「いただきますと」はどう使えばいいか

「こちらの天気図を見ていただきますと、この3日間は晴天が続きそうです」

これは、ある気象予報士の言葉です。文書ではまれですが、話し言葉になると「……いただきますと」は実によく聞かれます。天気予報だけでなく、講座や会議、営業など、何か資料を見せて話を進めるような場面でよく使われます。

そもそも「○○に……ていただく」は「○○に……てもらう」の謙譲語です。「○○」の部分は補語に当たります。例えば「本日は(皆様に)ご来場いただきありがとうございます」には、「皆様」という補語が隠れています。主語は話し手です。話し手が「いただく」とへりくだることで、話し手に恩恵を与える補語「皆様」を高めているわけですね。冒頭の言葉も、これに当てはめて考えてみましょう。
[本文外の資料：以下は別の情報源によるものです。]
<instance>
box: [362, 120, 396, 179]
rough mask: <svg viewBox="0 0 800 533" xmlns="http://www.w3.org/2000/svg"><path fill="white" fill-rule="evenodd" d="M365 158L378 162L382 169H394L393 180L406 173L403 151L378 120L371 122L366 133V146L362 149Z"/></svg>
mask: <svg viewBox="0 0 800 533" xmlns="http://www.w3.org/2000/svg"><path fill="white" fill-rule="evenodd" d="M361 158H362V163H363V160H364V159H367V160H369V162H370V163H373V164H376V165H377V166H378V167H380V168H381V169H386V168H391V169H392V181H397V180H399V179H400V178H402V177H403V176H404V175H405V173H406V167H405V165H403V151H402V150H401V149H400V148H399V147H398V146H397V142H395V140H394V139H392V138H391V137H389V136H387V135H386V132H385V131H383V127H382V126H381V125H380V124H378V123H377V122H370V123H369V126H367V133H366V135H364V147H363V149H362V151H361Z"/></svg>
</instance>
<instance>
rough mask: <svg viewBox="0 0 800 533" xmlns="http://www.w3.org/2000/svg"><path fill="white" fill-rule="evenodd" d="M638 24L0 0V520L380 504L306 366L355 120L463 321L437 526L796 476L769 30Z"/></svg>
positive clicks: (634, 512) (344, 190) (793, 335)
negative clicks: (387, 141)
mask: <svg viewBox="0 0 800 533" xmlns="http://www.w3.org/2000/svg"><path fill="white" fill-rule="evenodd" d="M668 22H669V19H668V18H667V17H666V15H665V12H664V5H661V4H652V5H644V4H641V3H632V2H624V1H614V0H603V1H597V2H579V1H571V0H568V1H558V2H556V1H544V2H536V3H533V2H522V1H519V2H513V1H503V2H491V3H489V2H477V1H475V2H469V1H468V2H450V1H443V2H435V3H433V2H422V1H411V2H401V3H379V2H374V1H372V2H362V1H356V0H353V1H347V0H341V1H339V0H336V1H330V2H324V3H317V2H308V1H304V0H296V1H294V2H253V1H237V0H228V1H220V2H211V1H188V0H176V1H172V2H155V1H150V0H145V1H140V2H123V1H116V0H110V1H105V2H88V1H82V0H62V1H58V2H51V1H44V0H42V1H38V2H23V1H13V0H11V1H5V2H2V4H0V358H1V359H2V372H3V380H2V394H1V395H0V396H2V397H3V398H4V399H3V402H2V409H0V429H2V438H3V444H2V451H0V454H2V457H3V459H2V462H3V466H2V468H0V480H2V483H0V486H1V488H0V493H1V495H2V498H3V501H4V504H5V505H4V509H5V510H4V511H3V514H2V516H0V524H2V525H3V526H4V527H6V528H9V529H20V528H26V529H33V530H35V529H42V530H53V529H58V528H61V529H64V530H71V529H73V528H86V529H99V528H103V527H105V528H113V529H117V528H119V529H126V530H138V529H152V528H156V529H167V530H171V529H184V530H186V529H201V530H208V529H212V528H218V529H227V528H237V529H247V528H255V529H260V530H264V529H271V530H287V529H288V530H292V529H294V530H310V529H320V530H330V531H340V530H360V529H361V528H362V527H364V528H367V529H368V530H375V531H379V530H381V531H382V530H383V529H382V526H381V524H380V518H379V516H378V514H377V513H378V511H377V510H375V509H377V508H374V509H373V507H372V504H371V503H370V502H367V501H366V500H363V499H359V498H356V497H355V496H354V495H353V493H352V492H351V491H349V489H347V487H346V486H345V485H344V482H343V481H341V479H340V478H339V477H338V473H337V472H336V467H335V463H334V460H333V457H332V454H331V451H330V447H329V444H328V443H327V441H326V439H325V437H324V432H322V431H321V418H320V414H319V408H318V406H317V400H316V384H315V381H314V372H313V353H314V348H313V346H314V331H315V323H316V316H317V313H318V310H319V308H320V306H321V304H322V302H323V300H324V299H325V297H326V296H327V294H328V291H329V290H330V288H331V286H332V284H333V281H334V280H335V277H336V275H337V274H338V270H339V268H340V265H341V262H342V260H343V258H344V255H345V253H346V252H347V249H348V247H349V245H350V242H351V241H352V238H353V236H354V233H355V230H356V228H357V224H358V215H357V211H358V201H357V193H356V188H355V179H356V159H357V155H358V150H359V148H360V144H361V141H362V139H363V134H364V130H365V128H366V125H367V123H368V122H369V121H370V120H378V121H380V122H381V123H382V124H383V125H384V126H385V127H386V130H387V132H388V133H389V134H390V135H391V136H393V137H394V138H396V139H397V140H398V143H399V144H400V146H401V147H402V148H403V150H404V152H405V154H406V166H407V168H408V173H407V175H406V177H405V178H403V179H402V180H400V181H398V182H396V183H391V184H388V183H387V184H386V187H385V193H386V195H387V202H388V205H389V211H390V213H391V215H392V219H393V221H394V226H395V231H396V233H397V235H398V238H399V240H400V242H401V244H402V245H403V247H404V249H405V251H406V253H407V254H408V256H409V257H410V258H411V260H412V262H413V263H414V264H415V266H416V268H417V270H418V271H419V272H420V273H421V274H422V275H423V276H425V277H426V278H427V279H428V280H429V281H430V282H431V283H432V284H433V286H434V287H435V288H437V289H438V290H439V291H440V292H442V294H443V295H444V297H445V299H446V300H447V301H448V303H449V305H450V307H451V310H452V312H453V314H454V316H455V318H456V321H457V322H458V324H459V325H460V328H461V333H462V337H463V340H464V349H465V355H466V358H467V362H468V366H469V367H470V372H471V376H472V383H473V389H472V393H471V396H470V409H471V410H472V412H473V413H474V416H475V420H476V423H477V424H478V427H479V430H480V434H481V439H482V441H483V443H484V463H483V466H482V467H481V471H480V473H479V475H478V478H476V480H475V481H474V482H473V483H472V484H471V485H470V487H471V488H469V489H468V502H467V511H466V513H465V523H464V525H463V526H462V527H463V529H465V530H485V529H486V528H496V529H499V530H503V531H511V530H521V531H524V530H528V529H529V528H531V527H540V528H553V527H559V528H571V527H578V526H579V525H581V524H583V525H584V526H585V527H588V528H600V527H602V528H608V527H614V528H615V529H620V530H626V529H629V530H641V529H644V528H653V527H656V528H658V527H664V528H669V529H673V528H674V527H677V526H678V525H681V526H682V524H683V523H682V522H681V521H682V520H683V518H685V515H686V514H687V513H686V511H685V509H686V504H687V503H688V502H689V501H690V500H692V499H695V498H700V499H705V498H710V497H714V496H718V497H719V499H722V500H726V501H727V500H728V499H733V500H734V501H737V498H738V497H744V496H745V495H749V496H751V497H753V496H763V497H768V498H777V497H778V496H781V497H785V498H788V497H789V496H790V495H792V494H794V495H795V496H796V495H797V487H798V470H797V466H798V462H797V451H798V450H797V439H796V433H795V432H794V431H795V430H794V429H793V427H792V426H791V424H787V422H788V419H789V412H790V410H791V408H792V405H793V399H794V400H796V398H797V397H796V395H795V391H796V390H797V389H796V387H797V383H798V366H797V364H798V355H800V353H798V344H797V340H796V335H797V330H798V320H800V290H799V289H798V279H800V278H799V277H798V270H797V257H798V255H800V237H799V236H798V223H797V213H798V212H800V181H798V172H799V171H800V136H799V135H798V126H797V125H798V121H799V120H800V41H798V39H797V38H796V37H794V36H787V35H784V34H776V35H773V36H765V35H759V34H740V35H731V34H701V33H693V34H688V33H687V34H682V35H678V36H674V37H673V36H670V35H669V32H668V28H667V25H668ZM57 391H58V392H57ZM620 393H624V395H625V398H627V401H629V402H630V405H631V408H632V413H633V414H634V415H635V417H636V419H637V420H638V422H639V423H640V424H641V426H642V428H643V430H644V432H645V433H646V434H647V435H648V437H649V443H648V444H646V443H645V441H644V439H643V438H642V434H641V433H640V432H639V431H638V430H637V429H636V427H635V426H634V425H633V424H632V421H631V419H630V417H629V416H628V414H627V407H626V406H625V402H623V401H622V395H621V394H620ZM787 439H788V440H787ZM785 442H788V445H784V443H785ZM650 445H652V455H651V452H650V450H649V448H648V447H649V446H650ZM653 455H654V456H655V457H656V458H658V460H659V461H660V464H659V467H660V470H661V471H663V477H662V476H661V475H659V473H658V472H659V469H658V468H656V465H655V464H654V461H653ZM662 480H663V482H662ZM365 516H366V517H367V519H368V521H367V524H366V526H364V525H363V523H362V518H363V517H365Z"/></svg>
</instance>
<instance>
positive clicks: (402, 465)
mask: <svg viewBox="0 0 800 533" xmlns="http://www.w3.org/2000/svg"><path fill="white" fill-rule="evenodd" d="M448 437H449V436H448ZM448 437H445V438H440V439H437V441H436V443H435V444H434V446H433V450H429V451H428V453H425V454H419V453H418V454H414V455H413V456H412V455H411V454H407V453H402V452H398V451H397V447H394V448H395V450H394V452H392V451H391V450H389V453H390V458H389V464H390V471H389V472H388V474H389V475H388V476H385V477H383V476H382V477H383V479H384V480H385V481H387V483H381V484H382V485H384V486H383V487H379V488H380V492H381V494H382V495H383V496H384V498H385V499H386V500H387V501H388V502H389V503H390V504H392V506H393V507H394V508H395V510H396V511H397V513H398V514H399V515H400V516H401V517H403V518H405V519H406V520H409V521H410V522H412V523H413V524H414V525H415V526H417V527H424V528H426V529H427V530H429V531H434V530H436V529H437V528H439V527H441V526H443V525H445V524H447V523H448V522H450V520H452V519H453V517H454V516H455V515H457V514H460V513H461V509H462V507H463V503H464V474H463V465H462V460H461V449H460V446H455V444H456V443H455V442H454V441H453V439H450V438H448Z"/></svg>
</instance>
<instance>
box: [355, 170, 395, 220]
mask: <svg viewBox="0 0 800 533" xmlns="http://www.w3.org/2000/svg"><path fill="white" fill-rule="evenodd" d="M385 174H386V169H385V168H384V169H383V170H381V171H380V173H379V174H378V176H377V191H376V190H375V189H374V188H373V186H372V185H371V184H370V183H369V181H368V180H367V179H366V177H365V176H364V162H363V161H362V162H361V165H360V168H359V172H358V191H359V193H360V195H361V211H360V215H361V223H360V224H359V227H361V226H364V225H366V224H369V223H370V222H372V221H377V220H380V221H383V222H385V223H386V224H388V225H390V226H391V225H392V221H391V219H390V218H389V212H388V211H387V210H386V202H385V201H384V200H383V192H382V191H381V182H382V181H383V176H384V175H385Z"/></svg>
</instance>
「こちらの天気図を(視聴者の皆様に)見ていただきますと、この3日間は晴天が続きそうです」。天気予報士が自分を低めて、視聴者を高めていることになります。画面の向こうの視聴者に配慮する気持ちは理解できないでもありませんが、へりくだりすぎです。

もっと言えば、2つの文の関連性も妙です。「いただきますと」の「と」は、二つの文をつなぐ接続助詞。「雪がとけると水になる」のように、前の文が次の文の前提条件を示します。

「天気図を視聴者に見てもらったから、3日間は晴天が続く」というのなら、いくらでも天気図を眺めます。しかし、そんなはずはありませんね。

長々と書きましたが、日頃から分かりやすい天気予報を頼りにしている一視聴者としては、見出しの言葉を次のように提案します。「こちらの天気図によれば、この3日間は晴天が続きそうです」「こちらの天気図をご覧ください。この3日間は晴天が続きそうです」どうでしょうか。「いただく」がないほうが、いかにも的中しそうです。

分かっていてもやめられない「させていただく」

「『させていただく』を使いすぎだと言いたいんでしょ。盛りすぎなのは自分たちでも分かっているよ。でもダメだと分かっていても使わないと落ち着かないんだ。『CDを出せました』と言えばアンチから、自力で出せたような顔をするなって言われそうだし、第一応援してくれるファンに対しても失礼な気がするし。それ以外で、丁寧に言う方法なんてあるの?」

タレントやアーティストから直接聞いたわけではありませんが、才能ある賢明な彼らの中にはこう感じている人も多いのではないでしょうか。誹謗中傷が飛び交う現代、ファンや周囲に気配りしすぎて、敬語を盛りすぎてしまうのも無理からぬことかもしれません。